He’s as English as they come; With High-Rise having just hit UK cinemas, we shine a light on it’s lead actor and take a look at what makes him the charming, versatile actor that he is today.
Hiddleston, best known for his role as Loki in Marvel Universe, has been receiving praise for years and is quickly becoming one of the best English actors on the circuit. With schooling at Eton and double first class in classics from Cambridge, it’s hard to imagine that he’d be anything other than charming.
Charm isn’t everything though. The 35-year-old actor is well known for a sense of meticulousness, in an interview with the Guardian he admitted to preparing for the interview by reading the writers novel, a sense of due diligence that is reflected in his acting. As Elizabeth Day wrote:
“To prepare for his break-out film role as Loki in the 2011 Marvel Studios film Thor, he trained in the Brazilian martial art of capoeira. When he took on Coriolanus in a critically acclaimed production at the Donmar in 2014, he would listen to Holst’s The Planets to get himself in the right mood and run up and down the theatre’s fire escape before going onstage.”
It’s easy to presume that his work ethic was shaped by his childhood in Oxford and London, but in the same interview Hiddleston spoke about all the great actors who went to other schools and studied elsewhere. Noting the huge pool of talent from Harrow, including names such as Idris Elba, Daniel Craig and Michael Fassbender. Class and schools don’t make the actor, noting that he finds the current debate about the number of middle-class actors in the profession divisive. “It’s socially divisive in a way it shouldn’t be, because I think wherever you are from you should be able to follow your passion.

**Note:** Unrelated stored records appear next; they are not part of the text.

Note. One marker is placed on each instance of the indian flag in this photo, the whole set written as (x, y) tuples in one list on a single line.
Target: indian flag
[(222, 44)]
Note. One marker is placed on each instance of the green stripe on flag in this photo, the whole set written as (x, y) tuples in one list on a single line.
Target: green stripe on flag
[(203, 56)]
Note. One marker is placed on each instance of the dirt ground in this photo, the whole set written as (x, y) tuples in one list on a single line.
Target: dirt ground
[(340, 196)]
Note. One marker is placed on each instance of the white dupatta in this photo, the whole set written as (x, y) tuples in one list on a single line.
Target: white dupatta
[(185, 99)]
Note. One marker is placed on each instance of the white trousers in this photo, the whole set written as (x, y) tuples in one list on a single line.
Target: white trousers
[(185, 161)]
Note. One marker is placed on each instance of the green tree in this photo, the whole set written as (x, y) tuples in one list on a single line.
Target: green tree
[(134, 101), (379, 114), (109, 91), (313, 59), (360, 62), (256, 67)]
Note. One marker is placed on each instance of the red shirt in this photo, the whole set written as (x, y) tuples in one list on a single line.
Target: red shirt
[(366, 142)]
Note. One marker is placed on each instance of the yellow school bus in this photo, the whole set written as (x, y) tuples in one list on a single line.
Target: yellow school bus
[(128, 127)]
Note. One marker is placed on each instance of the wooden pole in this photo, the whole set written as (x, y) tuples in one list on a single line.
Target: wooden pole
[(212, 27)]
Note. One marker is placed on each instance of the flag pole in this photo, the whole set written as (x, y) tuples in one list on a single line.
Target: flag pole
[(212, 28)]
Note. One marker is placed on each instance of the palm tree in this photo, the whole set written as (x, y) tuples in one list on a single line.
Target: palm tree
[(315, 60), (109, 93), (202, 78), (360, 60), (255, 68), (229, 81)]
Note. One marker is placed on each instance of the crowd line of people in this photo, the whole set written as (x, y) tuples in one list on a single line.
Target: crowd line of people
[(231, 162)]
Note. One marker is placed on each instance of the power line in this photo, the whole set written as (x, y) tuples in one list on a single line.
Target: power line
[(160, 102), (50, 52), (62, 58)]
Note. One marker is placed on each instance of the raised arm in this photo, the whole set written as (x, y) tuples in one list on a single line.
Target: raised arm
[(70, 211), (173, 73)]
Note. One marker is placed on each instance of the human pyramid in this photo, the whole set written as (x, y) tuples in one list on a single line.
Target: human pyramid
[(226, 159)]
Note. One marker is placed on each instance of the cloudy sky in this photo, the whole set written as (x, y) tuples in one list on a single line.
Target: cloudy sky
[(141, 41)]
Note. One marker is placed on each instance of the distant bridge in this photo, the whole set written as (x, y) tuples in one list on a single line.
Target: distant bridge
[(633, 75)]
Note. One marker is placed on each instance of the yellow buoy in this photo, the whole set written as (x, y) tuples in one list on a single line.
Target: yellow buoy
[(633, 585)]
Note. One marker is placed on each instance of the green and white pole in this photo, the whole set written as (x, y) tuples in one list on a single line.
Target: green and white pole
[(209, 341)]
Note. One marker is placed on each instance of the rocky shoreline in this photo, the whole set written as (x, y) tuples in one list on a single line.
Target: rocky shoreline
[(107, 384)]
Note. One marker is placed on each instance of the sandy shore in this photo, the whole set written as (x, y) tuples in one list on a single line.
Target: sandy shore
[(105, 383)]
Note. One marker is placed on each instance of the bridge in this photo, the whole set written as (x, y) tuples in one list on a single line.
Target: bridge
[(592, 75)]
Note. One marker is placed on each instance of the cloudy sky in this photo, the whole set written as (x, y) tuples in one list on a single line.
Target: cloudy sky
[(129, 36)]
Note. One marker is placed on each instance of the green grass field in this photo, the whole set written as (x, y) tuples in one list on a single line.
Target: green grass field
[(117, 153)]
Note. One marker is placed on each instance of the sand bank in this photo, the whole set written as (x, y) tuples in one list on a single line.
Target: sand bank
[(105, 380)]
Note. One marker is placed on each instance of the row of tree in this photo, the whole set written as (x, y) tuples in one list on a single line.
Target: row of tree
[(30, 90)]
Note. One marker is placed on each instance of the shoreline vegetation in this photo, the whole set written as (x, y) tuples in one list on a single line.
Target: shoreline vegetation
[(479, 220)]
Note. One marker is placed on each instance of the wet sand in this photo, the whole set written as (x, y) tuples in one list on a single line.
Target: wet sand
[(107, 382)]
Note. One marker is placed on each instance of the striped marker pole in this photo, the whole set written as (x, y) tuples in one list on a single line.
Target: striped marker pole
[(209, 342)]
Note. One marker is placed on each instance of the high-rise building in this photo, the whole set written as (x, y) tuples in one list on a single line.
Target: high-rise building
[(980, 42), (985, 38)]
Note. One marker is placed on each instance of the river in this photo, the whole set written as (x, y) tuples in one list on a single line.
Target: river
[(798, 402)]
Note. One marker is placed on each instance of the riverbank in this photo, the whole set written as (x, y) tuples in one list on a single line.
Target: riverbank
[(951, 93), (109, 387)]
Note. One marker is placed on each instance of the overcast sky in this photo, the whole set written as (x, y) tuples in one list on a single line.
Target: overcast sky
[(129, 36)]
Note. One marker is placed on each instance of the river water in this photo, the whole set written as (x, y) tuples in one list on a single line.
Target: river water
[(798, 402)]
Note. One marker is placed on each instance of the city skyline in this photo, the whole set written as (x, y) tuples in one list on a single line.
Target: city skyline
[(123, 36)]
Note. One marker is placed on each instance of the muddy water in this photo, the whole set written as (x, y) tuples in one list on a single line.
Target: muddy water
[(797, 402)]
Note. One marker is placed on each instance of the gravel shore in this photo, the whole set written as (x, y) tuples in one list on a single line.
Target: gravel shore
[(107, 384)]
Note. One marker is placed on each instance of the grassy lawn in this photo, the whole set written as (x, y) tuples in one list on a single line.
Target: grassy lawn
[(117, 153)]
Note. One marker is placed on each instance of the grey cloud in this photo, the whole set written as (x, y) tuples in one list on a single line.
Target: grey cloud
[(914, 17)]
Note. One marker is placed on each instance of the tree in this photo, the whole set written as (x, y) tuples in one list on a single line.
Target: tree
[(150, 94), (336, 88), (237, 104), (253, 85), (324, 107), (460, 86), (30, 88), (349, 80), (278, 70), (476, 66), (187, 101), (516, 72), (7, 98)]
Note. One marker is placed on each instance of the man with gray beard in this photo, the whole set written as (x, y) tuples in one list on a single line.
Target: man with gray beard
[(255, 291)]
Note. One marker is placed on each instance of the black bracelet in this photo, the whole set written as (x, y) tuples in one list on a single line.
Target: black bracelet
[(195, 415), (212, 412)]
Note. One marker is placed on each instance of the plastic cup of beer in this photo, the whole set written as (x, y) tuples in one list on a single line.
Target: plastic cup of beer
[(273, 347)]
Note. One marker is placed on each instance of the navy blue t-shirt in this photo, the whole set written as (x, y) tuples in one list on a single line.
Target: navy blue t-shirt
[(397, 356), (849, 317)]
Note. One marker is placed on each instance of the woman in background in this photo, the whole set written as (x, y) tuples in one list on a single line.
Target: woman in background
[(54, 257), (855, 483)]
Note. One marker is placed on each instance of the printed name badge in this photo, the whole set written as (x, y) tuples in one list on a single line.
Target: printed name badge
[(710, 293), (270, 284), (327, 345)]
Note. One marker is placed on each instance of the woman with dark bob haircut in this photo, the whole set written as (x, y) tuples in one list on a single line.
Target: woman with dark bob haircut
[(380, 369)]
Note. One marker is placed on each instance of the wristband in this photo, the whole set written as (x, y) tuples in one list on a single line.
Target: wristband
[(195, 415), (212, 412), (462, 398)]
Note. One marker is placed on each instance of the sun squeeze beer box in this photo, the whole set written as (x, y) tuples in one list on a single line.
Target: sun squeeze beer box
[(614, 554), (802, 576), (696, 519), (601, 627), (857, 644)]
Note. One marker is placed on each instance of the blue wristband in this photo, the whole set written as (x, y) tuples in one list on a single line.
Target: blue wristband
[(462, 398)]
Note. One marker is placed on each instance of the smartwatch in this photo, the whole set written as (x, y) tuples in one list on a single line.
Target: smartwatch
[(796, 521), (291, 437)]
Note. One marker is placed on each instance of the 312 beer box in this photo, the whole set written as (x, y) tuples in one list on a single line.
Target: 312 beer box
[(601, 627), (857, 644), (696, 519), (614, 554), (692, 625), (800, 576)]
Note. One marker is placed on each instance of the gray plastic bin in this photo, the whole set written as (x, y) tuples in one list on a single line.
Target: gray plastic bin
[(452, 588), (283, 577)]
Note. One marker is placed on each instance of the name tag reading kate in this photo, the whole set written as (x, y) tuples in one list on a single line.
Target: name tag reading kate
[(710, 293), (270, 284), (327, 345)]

Wherever you went to school, if you have something authentic to contribute, you should be allowed to. There is an acknowledged problem of access and inequality of opportunity – I don’t know how to remedy that. But yeah, I’m on everyone’s side; I’m on the side of the actors. I’m not there to divide the world into pieces.”
However, beyond his career he has become somewhat of a style icon. One could say he’s ‘mono-chromatically fabulous’, with outfits that often emphasise muted blues, blacks and greys. He fuses classically British styles with dulled pallets that soften the tones of the outfits and the sleek, almost effeminate nature of his suits make him stand out more as a male icon. On screen and off screen, we see Hiddleston brandishing suits and long overcoats which draw out his slim physique. His appearance is just another example of the way that he doesn’t do things by halves.
Hiddleston is sure to continue this trend in, High-Rise. Ben Wheatley’s latest feature film has opened to great critic response and the tight, dystopian tower-block film craftily analyses the class system in the guise of the brutalist architecture. As Anton Bitel said in Little White Lies: “High-Rise stands on its own as a macabre mythologisation of the libertine excesses to be found in both the human heart and the free market – of any era. Watching it is like seeing a multi-storied classic richly unravelling before, during and after its proper time.” And Hiddleston is a centre piece of the macabre mythologisation.